If we sway a kaleidoscope built on a fundamental triangle with angles $120^\circ $—$30^\circ $—$30^\circ$, we see that the image depends on the mutual position of the observer and the kaleidoscope axis — the image changes near the mirror prism edge as we sway.

In the case of an arbitrary triangle, if you start making all kinds of reflections of it on the plane, they will overlap each other and you can’t speak about any beautiful image. If one builds an optical system as a mirror prism over such a triangle, the whole image will be composed of somehow shuffled fragments of the original image and will not be regular.

So, a kaleidoscope can be constructed using a triangle with angles $60^\circ $—$60^\circ $—$60^\circ$, $90^\circ $—$45^\circ $—$45^\circ$ or $90^\circ $—$30^\circ $—$60^\circ$ as the base of the prism. How can we mathematically understand that a triangle with angles $120^\circ $—$30^\circ $—$30^\circ$, suitable geometrically for plane tiling using symmetries, is not suitable for constructing a kaleidoscope? Are all possible triangles already listed?

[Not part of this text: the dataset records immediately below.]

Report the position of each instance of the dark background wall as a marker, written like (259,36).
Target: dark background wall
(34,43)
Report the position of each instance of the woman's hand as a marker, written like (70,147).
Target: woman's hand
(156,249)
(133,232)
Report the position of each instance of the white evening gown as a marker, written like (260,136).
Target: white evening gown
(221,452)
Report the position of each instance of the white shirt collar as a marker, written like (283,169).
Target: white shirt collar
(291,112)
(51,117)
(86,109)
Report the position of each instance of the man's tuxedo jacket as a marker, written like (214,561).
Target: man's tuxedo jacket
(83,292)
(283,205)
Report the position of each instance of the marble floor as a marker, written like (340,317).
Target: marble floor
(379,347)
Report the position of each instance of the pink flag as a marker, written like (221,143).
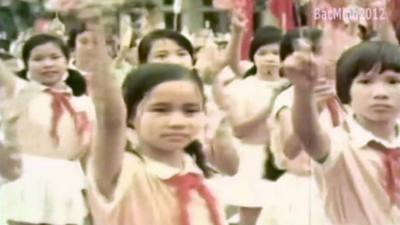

The requirements on the resulting image in the kaleidoscope can be stated explicitly: The triangle at the base must have angles $\frac{180^\circ }{k}$, $\frac{180^\circ}{m}$, $\frac{180^\circ}{n}$, where $k$, $m$, $n$ are natural numbers, and $\frac{180^\circ}{k}+\frac{180^\circ}{m}+\frac{180^\circ}{n}=180^\circ$. If we ignore the order, the only solutions $\{k, m, n\}$ of this equation are the triples $\{3, 3, 3\}$, $\{2, 4, 4\}$ and $\{2, 6, 3\}$, giving the already familiar sets of angles $60^\circ $—$60^\circ $—$60^\circ$, $90^\circ $—$45^\circ $—$45^\circ$ and $90^\circ $—$30^\circ $—$60^\circ$. There are no other “kaleidoscopic” triangles.

If the base of the mirrored prism is not a triangle but an arbitrary polygon, the right kaleidoscope is only possible by using four mirrors placed at the sides of the rectangle.

This reasoning about the principle of kaleidoscope is the starting point of a very interesting area of mathematics, the theory of reflection-generated groups.